She has a rather pretty voice, and more idea of expression than any other Japanese singer I have heard.

Night comes at last, and after a long look down from the verandah at the hundreds of lights gleaming far below, we go to rest upon the mattresses which Oka’s wife has unrolled ready for us upon the floor; Mousmé with her head fixed into the groove of a block of mahogany, which serves her as a pillow, and preserves her wonderful erection of hair intact.

We are under a huge mosquito-net, of course—one of steel-blue gauze. When I first came I used to detest the confinement, and tried to do without it. But mosquitos are invincible, humanity frail, and the epidermis easily punctured. I returned to the protection of what I laughingly got to call “my meat-safe,” after the second night.

Outside our tent-like mosquito-curtain we hear the angry buzzing of the foe; whilst big, heavy-winged moths every now and again come with a tiny thud against the enshrouding gauze, to dart away again towards the small, glowworm-like flame of the pendent lamp, which for no particular reason I always keep alight throughout the night.

When I awake next morning with the sunlight streaming in through one of the shutters, which the warmth of the previous night induced me to leave open, Mousmé is sleeping still, sleeping as peacefully as a child, her face wreathed in the smile of a happy dream, and her head still resting upon her little wooden pillow.
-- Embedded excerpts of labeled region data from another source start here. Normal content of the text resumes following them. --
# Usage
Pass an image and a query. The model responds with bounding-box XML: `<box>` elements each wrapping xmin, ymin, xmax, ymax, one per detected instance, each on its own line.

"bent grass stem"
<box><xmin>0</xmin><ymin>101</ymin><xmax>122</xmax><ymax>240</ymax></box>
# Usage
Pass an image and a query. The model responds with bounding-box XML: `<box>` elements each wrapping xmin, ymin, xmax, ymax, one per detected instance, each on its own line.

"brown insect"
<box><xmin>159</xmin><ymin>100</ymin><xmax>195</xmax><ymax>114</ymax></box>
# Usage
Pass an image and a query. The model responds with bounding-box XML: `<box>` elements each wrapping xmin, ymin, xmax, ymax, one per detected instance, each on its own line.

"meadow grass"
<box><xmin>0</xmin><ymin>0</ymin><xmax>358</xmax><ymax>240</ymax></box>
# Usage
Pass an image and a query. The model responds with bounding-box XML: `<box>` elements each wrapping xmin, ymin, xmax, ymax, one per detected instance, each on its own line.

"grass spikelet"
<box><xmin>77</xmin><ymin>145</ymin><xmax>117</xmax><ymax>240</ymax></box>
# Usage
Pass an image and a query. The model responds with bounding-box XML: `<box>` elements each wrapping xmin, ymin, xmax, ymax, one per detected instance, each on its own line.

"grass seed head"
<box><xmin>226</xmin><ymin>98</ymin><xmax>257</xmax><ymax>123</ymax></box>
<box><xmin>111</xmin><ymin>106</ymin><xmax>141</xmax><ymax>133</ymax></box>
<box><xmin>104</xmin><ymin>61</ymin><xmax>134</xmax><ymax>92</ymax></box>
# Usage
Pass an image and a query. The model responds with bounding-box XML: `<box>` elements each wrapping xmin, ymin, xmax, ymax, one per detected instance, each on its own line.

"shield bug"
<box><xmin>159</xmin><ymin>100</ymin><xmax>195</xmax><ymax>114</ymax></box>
I creep out from beneath the environing curtain without disturbing her, after carefully reconnoitring lest one of the enemy should gain entrance.

I blow out the tiny flame of the lamp, which looks so horribly yellow and sickly in the daylight, put on my flannels, and go out into the garden.

I am going to get some flowers for Mousmé when she awakes. I cross one of the tiny bridges—spanning an equally tiny streamlet—which seem made only in children’s size, and which creak complainingly beneath my tread, and make my way to the thicket of roses in which my soul delights. A big frog contemplates me with an offensively open stare for an instant, from the edge of the basin of the plashing fountain, before diving with outstretched hind-legs beneath the shining surface. The red-gold noses of the fish, which are poked just above the water as they nibble at the edges of the lily leaves, disappear instantly the surface is ruffled.

I gather a huge bunch of damask-petalled tea-roses, heavy with perfume, and smelling as attar never smells. As I go along the walk with the mossy edge, in which lizards and strangely beautiful beetles play hide-and-seek in the sun, in search of some gardenias, the stanzas of a native poet stray through my mind, commencing:

“The dew shines on the lily; and the rose opens her crimson heart to greet the rising sun.”